La malla metálica desnuda un vacío. Una estructura hueca: ni ramas, ni flecos ondulantes. El patetismo de la quema parece encerrar la impotencia del no hacer revolucionario. O cierto sinsabor réprobo. Algo hay de disgusto adolescente, como robarle la gorra al vigilante o pararse a mear la reja de la casa de gobierno. Puro gesto. Un manual mal leído, sin haber llegado a la página con el mentado pasaje que habla de la historia que se repite primero como tragedia, etcétera, etcétera.
(Deberes para el año que comienza, diez páginas de una frase: No repetir burdamente un acto. No repetir burdamente un acto. No repetir burdamente un acto. No repetir…)
No es necesario repetir para recordar. Las cercas metálicas de esa misma plaza se usan para la instalación de la Asociación de Reporteros Gráficos (ARGRA). Heredadas del 2002 y con años suficientes para jubilarlas, esas vallas sirven para contener otras imágenes. Más de medio centenar de fotos de grandes dimensiones se expusieron allí. Y en Plaza Congreso, también en la intersección de 9 de julio y avenida de Mayo. Los protagonistas de las imágenes son seres anónimos –ciudadanos habrá que decir para no dejarle el apelativo sólo a los que les gusta reivindicar su ira bajo esa condición– que tomaron las calles donde encallaba su desconfianza a la condición de representados. O mejor dicho, de sus representantes. Aquel momento fue la mezcla de angustiosos pedidos de comida, saqueos, asambleas, renuncias, riesgo país, caída de depósitos, cacerolas, fábricas recuperadas, bancos amurallados, un migrante en la azotea de la Rosada y miles desde Ezeiza, ahorristas indignados, crisis, default, fogatas, estado de sitio con cronómetro, piquetes, represión, depósitos bancarios retenidos, calles cortadas, sucesiones sucesivas, olor a caucho quemado, baja de salarios, club del trueque, motoqueros, corridas bancarias, corridas en las calles: casi cuarenta muertos. Mucho de lo que pudo verse en el excelente documental 2001. Relatos en primera persona, que Canal 7 produjo y emitió días atrás.

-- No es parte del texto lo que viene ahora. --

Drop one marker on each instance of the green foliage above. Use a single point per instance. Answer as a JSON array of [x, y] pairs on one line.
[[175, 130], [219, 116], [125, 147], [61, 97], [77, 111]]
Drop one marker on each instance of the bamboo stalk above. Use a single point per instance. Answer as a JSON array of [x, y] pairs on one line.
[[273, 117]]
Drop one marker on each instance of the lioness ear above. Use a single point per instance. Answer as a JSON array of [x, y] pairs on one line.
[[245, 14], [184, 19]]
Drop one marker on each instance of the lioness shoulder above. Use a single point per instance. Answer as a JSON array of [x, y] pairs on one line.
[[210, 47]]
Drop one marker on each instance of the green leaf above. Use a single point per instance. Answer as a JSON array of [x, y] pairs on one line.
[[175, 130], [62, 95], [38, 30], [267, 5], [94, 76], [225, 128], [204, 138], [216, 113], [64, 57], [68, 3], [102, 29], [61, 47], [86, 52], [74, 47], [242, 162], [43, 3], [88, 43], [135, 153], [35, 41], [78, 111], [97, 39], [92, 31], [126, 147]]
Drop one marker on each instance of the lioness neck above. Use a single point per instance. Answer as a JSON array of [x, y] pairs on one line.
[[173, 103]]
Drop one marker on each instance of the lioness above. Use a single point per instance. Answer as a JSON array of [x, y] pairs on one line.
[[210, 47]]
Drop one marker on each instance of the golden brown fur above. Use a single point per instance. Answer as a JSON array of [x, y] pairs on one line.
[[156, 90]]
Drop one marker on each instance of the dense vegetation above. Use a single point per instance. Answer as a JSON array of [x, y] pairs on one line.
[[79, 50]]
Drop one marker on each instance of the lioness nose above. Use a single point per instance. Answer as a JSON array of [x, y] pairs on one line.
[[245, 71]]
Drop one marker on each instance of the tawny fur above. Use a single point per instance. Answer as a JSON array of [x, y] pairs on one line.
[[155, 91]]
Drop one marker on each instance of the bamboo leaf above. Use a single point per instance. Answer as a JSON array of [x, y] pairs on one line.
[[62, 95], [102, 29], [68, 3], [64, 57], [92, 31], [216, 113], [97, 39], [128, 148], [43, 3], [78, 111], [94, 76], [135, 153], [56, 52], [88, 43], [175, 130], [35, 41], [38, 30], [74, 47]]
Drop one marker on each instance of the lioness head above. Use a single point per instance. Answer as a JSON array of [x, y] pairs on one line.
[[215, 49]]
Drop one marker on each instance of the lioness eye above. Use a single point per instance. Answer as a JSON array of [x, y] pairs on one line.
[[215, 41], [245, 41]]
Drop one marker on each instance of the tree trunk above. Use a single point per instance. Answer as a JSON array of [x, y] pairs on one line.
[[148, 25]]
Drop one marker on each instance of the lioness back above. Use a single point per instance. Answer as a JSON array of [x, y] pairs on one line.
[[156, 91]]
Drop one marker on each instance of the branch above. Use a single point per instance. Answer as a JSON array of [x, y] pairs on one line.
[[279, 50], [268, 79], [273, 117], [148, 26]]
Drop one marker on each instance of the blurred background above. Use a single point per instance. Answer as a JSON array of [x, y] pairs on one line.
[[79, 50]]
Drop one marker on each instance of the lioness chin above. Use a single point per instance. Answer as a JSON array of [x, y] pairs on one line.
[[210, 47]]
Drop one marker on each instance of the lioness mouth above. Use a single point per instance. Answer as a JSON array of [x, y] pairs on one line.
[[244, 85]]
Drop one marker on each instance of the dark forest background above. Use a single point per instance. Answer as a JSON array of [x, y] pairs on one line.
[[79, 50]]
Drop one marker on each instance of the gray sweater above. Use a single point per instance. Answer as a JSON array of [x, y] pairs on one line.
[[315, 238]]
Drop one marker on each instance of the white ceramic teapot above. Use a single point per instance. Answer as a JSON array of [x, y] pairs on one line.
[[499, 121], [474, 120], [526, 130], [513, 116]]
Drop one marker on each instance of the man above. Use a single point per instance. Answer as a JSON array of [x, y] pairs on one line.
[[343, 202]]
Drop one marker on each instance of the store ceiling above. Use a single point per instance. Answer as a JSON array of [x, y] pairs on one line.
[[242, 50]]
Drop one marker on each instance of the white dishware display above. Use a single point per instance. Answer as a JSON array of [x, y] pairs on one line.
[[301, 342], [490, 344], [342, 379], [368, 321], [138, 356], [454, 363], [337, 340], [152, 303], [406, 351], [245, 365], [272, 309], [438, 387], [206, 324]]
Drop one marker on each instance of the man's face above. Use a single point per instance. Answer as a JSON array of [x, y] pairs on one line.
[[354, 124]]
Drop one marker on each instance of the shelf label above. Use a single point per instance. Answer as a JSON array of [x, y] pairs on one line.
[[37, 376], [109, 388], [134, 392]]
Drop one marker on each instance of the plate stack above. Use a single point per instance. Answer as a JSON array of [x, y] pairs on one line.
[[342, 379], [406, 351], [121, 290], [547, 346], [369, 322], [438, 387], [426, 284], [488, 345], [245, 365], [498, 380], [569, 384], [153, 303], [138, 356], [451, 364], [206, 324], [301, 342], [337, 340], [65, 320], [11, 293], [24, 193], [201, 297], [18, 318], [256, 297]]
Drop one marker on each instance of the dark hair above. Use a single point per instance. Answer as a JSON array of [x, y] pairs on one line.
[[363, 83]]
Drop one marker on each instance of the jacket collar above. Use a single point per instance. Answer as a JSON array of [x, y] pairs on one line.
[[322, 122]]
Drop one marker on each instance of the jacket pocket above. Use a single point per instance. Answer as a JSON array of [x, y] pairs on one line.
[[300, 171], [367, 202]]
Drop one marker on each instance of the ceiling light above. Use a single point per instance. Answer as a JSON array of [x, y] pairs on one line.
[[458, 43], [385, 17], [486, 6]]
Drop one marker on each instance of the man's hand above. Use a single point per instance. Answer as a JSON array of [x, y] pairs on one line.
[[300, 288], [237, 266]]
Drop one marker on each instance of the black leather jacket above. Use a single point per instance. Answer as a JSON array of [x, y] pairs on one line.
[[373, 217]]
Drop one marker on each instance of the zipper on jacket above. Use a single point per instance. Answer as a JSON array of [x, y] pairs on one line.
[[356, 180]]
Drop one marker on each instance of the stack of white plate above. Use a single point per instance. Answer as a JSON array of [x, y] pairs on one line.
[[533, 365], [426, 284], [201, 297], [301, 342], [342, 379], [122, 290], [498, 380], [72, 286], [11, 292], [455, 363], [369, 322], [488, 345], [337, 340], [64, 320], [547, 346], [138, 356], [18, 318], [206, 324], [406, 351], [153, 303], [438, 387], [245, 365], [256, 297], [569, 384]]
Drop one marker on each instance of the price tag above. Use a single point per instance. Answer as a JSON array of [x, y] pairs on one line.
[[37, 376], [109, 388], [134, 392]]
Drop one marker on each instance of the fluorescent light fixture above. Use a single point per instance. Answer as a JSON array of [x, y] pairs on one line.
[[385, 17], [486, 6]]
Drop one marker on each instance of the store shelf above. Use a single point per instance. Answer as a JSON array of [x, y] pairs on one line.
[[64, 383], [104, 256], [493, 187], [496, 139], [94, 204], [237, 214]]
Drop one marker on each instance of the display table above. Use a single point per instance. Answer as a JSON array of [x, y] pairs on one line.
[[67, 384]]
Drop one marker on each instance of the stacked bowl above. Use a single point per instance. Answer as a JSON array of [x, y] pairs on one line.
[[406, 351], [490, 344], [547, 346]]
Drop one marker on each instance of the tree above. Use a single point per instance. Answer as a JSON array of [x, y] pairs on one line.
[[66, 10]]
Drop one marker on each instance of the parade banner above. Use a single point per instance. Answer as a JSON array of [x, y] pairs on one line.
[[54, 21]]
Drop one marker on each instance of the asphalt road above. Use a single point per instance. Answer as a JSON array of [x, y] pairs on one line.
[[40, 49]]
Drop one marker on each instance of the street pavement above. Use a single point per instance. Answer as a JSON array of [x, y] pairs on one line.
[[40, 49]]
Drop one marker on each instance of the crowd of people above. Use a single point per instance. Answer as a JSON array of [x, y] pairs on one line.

Imágenes, entonces. Pero ese tiempo fue también el de otras lenguas que se pueden rozar en la babelia de voces que presenta La comuna de Buenos Aires. Relatos al pie del 2001, el último libro de María Moreno. Balbuceos y vacilaciones de palabras corroídas por la pátina de tiempo. El óxido, en apariencia, se acumula. Pero sólo en apariencia, porque al pasarle el dedo a sus páginas se ve que ni se amarillenta ni sus dispares voces carraspean. Aquel presente sirvió de estrado para que un coro amplio, con muchos solistas, mostrara las incertezas de un país en sombras. Relatos sin distancia de los hechos, con la premura del entonces ahora. Riesgos de la inmediatez. De todo hay, como en botica: desde un clochard ilustrado a un ex guerrillero devenido ecologista, de un párroco de barrio a una travesti militante. Profesores ofuscados, lúcidos, entusiastas y escépticos, periodistas con calle, y una impecable cronista que hilvana los distintos tonos sin neutralizarlos. La tapa es una foto que muestra una postal otra. Como escenario una calle semivacía. Diagonal Norte con el Obelisco al fondo, fantasmal. La fogata en primer plano y el humo que todo lo cubre. Un joven que se sostiene sobre una pierna, con su cuerpo ladeado después de haber arrojado una piedra. Un pañuelo le cubre el rostro. Su gesto solitario y desafiante tiene un parentesco a quien desde una de las fotos expuestas en la Plaza de Mayo, parece esperar el eco de aquel grito: “Cruz no consiente/ que se cometa el delito / de matar así a un valiente”.